While leaving cash or other assets to your child with special needs is certainly noble, your generosity may disqualify him or her for public benefits. That is, your gift may push your child over the income threshold for means-tested programs, like Supplemental Security Income.
Setting up a trust
Setting up a trust may be the right solution for you and your family. With a special needs trust, you place money in a trust for your child’s benefit without gifting funds directly to him or her. The funds in the trust are not likely to count as assets for purposes of qualifying for needs-based government benefits.
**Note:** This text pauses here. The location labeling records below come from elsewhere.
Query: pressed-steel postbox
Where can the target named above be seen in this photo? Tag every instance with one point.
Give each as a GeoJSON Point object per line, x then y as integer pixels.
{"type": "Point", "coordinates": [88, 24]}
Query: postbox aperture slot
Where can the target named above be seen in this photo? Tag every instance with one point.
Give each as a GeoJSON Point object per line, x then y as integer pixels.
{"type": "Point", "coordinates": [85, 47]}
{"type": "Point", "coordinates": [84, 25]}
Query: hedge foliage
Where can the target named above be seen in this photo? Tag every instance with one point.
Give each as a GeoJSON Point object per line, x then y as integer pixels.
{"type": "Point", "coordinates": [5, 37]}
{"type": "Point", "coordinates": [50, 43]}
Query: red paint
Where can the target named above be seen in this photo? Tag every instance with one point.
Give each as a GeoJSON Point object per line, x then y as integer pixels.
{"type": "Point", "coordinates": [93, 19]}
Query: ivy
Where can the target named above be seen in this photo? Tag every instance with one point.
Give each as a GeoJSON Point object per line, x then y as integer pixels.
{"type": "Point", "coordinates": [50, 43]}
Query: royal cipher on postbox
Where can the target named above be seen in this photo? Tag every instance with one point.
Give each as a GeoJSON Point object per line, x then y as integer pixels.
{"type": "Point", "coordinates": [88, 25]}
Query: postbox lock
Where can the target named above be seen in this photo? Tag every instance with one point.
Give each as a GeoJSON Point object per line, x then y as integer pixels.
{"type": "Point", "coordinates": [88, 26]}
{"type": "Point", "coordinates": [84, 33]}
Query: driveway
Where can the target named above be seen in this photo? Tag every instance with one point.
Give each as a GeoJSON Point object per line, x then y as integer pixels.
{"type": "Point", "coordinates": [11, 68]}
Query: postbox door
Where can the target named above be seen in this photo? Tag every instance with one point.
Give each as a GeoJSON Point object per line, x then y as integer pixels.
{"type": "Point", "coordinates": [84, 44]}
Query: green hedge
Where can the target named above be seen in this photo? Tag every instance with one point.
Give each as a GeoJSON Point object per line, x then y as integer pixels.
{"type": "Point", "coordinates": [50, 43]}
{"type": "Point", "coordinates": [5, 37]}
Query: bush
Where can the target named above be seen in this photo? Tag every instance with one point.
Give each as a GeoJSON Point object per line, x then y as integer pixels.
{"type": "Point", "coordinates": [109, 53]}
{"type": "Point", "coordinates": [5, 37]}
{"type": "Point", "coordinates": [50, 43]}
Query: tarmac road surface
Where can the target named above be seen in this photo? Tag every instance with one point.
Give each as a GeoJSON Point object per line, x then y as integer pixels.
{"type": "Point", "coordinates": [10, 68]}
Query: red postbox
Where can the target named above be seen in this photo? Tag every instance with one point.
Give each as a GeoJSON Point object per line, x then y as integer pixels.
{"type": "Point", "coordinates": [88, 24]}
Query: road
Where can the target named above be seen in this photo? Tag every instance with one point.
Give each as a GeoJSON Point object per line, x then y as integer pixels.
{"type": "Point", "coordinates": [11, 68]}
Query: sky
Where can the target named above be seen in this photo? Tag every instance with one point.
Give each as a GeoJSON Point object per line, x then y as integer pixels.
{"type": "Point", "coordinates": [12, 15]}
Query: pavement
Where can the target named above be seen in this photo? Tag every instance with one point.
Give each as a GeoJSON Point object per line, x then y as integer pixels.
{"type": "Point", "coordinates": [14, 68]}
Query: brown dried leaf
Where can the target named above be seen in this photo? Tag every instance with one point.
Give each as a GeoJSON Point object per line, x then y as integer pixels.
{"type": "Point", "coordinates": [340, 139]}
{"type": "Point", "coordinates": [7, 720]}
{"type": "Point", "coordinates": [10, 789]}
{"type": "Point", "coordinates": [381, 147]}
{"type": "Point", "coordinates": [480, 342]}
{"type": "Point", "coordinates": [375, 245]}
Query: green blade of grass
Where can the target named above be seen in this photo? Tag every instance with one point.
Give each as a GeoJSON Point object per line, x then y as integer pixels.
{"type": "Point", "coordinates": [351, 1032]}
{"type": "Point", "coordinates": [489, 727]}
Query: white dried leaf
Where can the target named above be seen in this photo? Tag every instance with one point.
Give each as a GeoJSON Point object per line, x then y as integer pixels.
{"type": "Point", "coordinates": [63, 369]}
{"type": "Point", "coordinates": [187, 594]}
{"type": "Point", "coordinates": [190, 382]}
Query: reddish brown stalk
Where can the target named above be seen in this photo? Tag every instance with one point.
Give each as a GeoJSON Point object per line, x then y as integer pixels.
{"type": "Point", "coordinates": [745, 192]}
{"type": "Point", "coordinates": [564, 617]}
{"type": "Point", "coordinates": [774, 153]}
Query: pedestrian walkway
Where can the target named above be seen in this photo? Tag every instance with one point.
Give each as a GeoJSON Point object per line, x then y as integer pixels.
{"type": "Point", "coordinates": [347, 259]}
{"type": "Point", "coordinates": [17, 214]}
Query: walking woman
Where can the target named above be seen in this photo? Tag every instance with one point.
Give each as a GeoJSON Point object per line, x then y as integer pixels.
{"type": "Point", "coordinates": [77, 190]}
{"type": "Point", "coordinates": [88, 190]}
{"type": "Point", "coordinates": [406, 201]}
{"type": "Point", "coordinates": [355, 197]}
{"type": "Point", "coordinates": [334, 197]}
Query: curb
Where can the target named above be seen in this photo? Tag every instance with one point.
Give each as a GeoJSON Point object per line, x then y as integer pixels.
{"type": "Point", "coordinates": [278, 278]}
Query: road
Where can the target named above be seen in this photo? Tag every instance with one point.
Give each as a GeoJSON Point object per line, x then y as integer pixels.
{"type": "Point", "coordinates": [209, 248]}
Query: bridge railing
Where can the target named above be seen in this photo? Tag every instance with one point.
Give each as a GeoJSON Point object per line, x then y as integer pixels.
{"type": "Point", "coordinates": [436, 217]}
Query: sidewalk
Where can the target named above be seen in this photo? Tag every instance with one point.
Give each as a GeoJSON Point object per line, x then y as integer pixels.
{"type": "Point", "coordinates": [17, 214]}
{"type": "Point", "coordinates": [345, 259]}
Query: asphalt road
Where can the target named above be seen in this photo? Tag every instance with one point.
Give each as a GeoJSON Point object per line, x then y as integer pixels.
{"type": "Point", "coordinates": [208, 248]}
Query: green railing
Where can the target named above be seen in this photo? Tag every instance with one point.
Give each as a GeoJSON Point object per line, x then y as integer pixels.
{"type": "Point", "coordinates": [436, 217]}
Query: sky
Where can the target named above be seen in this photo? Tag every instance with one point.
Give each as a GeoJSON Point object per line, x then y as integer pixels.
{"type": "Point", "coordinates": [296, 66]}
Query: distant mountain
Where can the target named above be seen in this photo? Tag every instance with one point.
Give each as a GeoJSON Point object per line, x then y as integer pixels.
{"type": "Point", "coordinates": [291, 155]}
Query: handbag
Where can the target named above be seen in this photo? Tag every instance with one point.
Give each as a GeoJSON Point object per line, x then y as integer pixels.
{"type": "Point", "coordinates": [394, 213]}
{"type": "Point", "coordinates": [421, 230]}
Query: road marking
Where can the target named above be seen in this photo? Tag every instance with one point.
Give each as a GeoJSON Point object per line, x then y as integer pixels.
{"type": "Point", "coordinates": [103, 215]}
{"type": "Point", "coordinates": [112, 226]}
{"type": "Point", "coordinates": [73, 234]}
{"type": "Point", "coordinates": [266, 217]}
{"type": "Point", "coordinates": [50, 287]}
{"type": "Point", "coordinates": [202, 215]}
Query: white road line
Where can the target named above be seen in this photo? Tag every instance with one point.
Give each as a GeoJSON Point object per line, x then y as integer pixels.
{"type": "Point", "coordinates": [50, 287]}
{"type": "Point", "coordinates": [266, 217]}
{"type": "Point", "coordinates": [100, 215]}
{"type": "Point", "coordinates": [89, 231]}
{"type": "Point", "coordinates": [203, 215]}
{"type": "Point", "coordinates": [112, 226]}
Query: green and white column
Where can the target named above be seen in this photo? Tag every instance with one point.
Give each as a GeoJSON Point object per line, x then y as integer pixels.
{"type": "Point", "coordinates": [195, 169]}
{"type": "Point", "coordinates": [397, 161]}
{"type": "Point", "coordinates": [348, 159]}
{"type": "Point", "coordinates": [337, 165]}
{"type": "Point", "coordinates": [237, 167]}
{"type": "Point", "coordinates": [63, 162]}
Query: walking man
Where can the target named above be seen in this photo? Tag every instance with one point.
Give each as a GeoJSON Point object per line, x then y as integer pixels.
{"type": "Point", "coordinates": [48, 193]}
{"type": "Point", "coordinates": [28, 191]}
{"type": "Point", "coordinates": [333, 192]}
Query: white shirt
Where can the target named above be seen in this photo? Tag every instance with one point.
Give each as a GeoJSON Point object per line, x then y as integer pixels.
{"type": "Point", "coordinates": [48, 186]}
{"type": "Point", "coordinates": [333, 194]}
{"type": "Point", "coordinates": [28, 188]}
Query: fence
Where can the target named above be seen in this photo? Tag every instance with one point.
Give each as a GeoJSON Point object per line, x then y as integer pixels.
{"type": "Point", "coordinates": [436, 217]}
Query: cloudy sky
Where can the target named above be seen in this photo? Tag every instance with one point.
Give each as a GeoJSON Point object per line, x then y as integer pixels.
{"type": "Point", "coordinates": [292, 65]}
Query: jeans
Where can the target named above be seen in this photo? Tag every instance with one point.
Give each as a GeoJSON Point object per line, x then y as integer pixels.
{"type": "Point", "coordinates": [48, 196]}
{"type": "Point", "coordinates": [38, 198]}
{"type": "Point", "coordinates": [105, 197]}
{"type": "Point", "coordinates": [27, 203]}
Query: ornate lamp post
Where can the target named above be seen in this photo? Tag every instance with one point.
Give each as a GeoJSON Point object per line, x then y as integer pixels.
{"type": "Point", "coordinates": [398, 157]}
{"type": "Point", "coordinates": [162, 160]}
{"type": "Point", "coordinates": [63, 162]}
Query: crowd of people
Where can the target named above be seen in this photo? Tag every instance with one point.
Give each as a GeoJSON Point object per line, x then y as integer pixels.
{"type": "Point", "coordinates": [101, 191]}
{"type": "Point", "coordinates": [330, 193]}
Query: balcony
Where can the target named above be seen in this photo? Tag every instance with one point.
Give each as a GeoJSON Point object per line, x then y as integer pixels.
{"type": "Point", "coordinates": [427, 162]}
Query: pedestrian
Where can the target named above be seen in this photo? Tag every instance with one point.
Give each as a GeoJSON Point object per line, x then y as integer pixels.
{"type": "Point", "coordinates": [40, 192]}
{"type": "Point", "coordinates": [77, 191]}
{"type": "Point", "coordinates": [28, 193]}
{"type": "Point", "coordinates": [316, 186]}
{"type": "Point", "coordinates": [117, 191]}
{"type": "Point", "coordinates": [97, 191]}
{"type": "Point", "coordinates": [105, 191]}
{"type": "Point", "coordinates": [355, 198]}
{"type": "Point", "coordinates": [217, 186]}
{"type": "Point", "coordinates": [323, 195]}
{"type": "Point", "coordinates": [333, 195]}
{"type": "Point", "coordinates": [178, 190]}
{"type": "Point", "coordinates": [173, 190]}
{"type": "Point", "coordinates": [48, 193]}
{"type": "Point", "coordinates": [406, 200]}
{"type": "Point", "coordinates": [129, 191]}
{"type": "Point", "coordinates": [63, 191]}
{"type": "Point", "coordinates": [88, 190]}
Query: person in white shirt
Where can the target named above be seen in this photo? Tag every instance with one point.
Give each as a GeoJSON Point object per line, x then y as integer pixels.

Your child may use disbursements from the trust to cover supplemental expenses while still receiving government help for housing, utilities, food and basic medical care.
Naming a trustee
There is another obvious advantage to setting up a special needs trust. When you form the trust, you choose a qualified and caring trustee to manage it. This person ensures your child does not inadvertently become ineligible for government help. He or she may also find doctors, social workers, counselors and others to provide the services your son or daughter needs to thrive after your death.
Ultimately, before leaving money to your son or daughter, it is advisable to consider both the risks and the alternatives.